Kaj_Sotala comments on The Preference Fulfillment Hypothesis

Kaj_Sotala 6 Mar 2023 13:06 UTC
LW: 3 AF: 2
0
AF
I don’t know how you would describe “true niceness”, but I think it’s neither of the above.
Agreed. I think “true niceness” is something like, act to maximize people’s preferences, while also taking into account the fact that people often have a preference for their preferences to continue evolving and to resolve any of their preferences that are mutually contradictory in a painful way.
Niceness is natural for agents of similar strengths because lots of values point towards the same “nice” behavior.

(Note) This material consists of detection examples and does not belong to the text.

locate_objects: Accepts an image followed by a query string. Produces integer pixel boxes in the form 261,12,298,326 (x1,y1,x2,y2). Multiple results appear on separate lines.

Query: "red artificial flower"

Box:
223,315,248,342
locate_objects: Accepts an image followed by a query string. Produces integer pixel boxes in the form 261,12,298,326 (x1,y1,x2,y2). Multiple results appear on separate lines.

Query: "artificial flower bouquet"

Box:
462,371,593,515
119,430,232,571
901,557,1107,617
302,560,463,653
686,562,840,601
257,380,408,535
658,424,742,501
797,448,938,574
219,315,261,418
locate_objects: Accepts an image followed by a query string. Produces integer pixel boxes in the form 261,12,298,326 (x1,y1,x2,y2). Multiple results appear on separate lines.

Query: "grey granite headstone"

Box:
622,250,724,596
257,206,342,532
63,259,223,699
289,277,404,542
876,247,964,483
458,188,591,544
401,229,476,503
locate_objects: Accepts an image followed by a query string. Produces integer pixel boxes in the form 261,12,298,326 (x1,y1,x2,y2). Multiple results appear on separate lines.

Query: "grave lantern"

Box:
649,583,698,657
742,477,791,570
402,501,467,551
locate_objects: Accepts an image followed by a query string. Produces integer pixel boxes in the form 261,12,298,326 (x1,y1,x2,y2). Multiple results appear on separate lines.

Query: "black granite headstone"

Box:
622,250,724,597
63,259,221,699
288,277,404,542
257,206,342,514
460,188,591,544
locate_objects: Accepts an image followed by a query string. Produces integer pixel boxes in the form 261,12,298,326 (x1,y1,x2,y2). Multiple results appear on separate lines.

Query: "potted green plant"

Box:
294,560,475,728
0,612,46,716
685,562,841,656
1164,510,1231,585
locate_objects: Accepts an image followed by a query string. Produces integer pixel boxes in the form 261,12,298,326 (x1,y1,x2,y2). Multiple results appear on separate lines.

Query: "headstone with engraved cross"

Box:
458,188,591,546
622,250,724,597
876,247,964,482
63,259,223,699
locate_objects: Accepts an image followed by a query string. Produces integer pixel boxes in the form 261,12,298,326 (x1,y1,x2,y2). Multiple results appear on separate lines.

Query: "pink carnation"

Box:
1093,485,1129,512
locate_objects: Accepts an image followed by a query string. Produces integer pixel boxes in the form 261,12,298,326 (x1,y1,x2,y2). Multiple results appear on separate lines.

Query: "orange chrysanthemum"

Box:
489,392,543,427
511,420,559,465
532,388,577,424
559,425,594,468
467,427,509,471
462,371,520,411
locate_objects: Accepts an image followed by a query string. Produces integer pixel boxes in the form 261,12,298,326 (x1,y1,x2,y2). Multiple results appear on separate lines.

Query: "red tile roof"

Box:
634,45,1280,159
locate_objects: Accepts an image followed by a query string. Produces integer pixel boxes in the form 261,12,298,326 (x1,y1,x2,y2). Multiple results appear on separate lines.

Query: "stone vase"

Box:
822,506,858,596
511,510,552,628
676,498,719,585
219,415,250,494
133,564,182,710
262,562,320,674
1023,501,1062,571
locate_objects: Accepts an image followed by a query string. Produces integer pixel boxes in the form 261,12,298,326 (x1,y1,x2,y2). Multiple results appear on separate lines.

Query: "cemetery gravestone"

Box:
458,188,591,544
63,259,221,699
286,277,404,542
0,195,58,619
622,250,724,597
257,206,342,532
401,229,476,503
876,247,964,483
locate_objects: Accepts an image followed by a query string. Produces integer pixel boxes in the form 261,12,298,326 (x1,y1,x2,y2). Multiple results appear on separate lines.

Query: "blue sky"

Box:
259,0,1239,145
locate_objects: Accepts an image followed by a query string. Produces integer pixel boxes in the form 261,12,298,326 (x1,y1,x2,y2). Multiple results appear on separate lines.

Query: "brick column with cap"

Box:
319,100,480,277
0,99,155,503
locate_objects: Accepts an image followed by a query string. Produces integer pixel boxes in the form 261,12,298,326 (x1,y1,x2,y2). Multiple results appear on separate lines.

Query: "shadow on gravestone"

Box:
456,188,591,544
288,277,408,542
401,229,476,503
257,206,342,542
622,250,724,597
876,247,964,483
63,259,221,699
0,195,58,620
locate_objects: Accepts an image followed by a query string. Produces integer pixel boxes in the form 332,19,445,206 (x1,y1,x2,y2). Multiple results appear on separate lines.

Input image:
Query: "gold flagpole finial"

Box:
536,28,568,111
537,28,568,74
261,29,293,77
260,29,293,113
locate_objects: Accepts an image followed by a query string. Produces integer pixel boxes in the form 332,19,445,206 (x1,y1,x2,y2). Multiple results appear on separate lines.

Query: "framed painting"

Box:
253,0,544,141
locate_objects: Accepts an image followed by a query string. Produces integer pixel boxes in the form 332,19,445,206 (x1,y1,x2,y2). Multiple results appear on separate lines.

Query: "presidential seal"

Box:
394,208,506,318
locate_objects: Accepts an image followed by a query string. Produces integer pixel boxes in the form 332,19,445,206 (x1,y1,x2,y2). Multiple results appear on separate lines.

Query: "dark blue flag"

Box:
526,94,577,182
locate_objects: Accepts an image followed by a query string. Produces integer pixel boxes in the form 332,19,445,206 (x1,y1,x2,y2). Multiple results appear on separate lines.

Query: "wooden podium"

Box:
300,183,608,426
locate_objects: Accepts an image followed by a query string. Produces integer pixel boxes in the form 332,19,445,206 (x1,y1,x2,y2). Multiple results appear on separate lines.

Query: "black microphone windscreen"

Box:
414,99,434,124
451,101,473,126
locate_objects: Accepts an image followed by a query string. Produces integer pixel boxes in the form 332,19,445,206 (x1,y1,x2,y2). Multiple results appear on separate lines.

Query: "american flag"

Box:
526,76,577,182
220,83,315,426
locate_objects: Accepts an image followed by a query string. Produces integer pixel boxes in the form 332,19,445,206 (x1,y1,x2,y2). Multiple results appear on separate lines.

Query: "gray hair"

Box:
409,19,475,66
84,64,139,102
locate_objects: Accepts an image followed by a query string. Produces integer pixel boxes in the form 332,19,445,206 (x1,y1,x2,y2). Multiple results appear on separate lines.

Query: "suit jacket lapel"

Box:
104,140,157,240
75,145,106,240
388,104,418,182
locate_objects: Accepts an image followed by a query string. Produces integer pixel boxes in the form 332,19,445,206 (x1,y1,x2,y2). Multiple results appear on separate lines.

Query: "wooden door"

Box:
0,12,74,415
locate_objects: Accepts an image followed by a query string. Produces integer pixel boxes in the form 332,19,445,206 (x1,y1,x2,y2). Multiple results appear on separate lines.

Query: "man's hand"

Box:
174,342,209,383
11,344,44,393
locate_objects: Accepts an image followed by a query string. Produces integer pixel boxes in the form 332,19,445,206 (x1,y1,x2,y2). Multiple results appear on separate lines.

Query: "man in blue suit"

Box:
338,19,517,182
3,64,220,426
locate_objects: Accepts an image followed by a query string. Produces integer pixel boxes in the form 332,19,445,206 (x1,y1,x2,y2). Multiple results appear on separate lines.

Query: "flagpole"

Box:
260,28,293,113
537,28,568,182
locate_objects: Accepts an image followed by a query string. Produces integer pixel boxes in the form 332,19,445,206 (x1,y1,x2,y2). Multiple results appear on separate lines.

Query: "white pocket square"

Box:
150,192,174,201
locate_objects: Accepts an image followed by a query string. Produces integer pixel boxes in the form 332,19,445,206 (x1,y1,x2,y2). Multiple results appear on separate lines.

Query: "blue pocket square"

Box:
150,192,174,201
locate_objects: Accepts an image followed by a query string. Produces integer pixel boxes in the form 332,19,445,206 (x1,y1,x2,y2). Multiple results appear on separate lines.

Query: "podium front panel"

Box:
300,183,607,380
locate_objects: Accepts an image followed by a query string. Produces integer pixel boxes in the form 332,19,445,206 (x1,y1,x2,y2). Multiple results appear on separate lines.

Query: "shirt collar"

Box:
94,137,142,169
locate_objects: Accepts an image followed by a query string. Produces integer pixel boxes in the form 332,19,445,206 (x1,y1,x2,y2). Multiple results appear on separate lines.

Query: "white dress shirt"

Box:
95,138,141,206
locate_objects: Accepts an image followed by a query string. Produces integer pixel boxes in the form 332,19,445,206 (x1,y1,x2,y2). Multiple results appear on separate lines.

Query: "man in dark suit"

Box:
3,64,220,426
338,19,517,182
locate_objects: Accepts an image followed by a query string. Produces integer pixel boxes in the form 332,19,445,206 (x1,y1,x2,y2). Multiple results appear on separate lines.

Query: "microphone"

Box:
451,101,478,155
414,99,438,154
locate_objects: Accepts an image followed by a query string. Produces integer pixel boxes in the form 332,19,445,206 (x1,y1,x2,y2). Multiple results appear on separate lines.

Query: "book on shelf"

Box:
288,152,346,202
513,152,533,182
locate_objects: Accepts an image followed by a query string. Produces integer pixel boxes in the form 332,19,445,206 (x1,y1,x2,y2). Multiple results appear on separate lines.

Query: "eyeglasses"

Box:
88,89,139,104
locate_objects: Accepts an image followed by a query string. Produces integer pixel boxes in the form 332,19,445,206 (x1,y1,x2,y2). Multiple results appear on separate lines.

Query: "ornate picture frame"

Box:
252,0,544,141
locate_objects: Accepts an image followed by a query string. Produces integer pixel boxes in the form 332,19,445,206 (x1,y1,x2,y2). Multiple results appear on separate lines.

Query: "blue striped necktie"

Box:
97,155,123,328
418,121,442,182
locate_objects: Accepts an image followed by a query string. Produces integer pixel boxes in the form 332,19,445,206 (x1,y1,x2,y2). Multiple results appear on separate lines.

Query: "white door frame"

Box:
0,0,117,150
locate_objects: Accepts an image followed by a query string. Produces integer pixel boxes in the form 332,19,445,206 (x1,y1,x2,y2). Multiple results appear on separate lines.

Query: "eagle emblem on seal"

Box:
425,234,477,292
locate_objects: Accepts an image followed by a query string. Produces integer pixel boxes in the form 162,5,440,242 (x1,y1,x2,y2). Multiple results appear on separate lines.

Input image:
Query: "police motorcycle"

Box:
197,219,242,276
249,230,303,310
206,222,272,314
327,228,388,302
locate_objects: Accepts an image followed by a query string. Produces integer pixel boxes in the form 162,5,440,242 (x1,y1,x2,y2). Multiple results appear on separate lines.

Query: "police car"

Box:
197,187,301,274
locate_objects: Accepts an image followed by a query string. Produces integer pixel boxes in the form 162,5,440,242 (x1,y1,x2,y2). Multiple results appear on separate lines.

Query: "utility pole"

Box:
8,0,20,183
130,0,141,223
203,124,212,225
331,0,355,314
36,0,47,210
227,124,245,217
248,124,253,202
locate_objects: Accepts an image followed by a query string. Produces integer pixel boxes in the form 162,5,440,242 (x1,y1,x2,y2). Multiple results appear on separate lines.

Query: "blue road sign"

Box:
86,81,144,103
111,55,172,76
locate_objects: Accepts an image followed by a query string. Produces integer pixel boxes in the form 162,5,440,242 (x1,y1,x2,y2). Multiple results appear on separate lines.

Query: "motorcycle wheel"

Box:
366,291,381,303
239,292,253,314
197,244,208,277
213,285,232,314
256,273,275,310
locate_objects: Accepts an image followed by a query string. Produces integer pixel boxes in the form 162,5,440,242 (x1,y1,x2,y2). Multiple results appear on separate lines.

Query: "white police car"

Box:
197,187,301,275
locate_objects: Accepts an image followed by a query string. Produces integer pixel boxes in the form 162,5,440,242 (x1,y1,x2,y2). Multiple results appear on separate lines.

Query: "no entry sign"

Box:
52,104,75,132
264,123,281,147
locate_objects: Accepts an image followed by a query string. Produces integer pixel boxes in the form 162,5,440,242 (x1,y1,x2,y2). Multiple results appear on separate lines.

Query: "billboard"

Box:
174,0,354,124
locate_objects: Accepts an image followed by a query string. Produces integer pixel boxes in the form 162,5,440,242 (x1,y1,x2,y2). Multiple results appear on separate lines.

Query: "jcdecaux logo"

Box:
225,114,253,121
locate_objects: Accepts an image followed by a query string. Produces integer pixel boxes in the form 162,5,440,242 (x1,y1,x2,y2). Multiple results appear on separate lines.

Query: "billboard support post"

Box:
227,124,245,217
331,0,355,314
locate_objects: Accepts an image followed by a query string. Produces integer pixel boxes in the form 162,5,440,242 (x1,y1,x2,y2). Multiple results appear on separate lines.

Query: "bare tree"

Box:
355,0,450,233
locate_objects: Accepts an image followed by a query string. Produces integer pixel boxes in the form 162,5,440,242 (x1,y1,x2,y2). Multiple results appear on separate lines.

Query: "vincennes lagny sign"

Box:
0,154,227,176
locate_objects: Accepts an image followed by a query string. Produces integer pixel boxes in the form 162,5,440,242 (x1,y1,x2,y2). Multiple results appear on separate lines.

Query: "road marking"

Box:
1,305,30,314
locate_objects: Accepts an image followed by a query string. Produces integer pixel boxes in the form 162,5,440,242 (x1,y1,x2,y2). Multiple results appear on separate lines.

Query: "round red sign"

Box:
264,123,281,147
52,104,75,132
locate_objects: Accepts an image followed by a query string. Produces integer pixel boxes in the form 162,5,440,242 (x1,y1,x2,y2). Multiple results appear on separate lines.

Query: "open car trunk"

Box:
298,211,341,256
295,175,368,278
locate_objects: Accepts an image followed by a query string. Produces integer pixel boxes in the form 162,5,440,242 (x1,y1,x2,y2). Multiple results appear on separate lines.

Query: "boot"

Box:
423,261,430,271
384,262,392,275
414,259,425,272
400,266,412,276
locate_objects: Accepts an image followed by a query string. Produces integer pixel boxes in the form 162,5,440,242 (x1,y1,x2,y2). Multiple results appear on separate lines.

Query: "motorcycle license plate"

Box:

But when you’re much more powerful than anyone else, the target becomes much smaller, right?
Depends on the specifics, I think.
As an intuition pump, imagine the kindest, wisest person that you know. Suppose that that person was somehow boosted into a superintelligence and became the most powerful entity in the world.
Now, it’s certainly possible that for any human, it’s inevitable for evolutionary drives optimized for exploiting power to kick in at that situation and corrupt them… but let’s further suppose that the process of turning them into a superintelligence also somehow removed those, and made the person instead experience a permanent state of love towards everybody.
I think it’s at least plausible that the person would then continue to exhibit “true niceness” towards everyone, despite being that much more powerful than anyone else.
So at least if the agent had started out at a similar power level as everyone else—or if it at least simulates the kinds of agents that did—it might retain that motivation when boosted to higher level of power.
Do you have reasons to expect “slight RL on niceness” to give you “true niceness” as opposed to a kind of pseudo-niceness?
I don’t have a strong reason to expect that it’d happen automatically, but if people are thinking about the best ways to actually make the AI have “true niceness”, then possibly! That’s my hope, at least.
I would be scared of an AI which has been trained to be nice if there was no way to see if, when it got more powerful, it tried to modify people’s preferences / it tried to prevent people’s preferences from changing.
Me too!